The witness protection program began in the United States in 1970. It is a program designed to protect the witnesses of crimes from bodily harm as a way of encouraging people to come forward to testify on what they know about the crime. Immediate family members of the witness are included in the program and given new identities as well.
Witness a crime, or have information crucial to the successful prosecution of organized crime, drug trafficking or other felony. For the U.S. Department of Justice to accept you into the Witness Protection Program, you must be willing to follow through with testifying, and realize that once you change your identity, you won't be able to go back to the town where you used to live or contact any non-protected family members.
Know that once you are accepted into the program, you will receive 24- hour a day protection from U.S. Marshals until the trial is over. They will also assign you a new identity and relocate you to a new city.

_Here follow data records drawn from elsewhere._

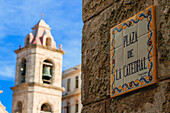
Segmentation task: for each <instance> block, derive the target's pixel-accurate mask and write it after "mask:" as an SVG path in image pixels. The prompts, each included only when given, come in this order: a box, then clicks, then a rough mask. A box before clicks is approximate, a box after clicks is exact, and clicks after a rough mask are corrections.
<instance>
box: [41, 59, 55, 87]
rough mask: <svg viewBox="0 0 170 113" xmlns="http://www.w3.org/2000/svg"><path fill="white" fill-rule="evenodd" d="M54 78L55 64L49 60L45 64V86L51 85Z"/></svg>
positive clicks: (43, 62)
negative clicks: (47, 84)
mask: <svg viewBox="0 0 170 113" xmlns="http://www.w3.org/2000/svg"><path fill="white" fill-rule="evenodd" d="M52 78H53V63H52V62H51V61H49V60H45V61H44V62H43V73H42V80H43V83H45V84H51V83H52Z"/></svg>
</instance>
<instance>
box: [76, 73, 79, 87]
mask: <svg viewBox="0 0 170 113" xmlns="http://www.w3.org/2000/svg"><path fill="white" fill-rule="evenodd" d="M78 87H79V77H78V76H77V77H76V81H75V88H78Z"/></svg>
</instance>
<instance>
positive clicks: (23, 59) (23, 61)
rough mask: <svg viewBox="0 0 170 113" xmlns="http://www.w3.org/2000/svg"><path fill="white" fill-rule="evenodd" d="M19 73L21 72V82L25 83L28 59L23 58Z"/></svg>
mask: <svg viewBox="0 0 170 113" xmlns="http://www.w3.org/2000/svg"><path fill="white" fill-rule="evenodd" d="M19 74H20V76H19V77H20V78H19V80H20V83H24V82H25V79H26V59H25V58H24V59H22V61H21V63H20V69H19Z"/></svg>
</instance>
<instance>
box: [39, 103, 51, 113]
mask: <svg viewBox="0 0 170 113" xmlns="http://www.w3.org/2000/svg"><path fill="white" fill-rule="evenodd" d="M41 113H52V109H51V106H50V105H49V104H47V103H46V104H43V105H42V106H41Z"/></svg>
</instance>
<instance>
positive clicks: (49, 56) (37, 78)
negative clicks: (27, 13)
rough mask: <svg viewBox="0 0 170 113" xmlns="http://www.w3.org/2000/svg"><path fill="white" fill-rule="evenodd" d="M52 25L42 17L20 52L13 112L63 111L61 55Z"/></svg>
mask: <svg viewBox="0 0 170 113" xmlns="http://www.w3.org/2000/svg"><path fill="white" fill-rule="evenodd" d="M50 29H51V28H50V27H49V25H47V24H46V23H45V21H44V20H43V19H41V20H40V21H39V22H38V23H37V24H36V25H35V26H34V27H33V28H32V32H31V33H29V34H28V35H27V36H26V37H25V41H24V47H22V48H21V47H19V49H17V50H16V51H15V53H16V54H17V63H16V74H15V86H14V87H12V88H11V89H12V90H13V103H12V113H61V98H62V91H64V88H62V87H61V78H62V57H63V54H64V51H63V50H62V49H61V45H60V46H59V49H57V48H56V43H55V41H54V38H53V36H52V35H51V32H50Z"/></svg>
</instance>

Testify against the accused criminals. This is the most dangerous time for a person who'll be joining the program. U.S. Marshals go to great lengths to protect the witnesses, often sneaking them into court while providing a diversion elsewhere to throw off anyone who might be planning to cause the witness bodily harm.
Assume your new identity in a new city. While you will be given monetary assistance for a period of time, plan to find a job with the assistance of the government within a reasonable amount of time. Once you have assimilated into your new identity, plan to check in with the government once a year or if you move.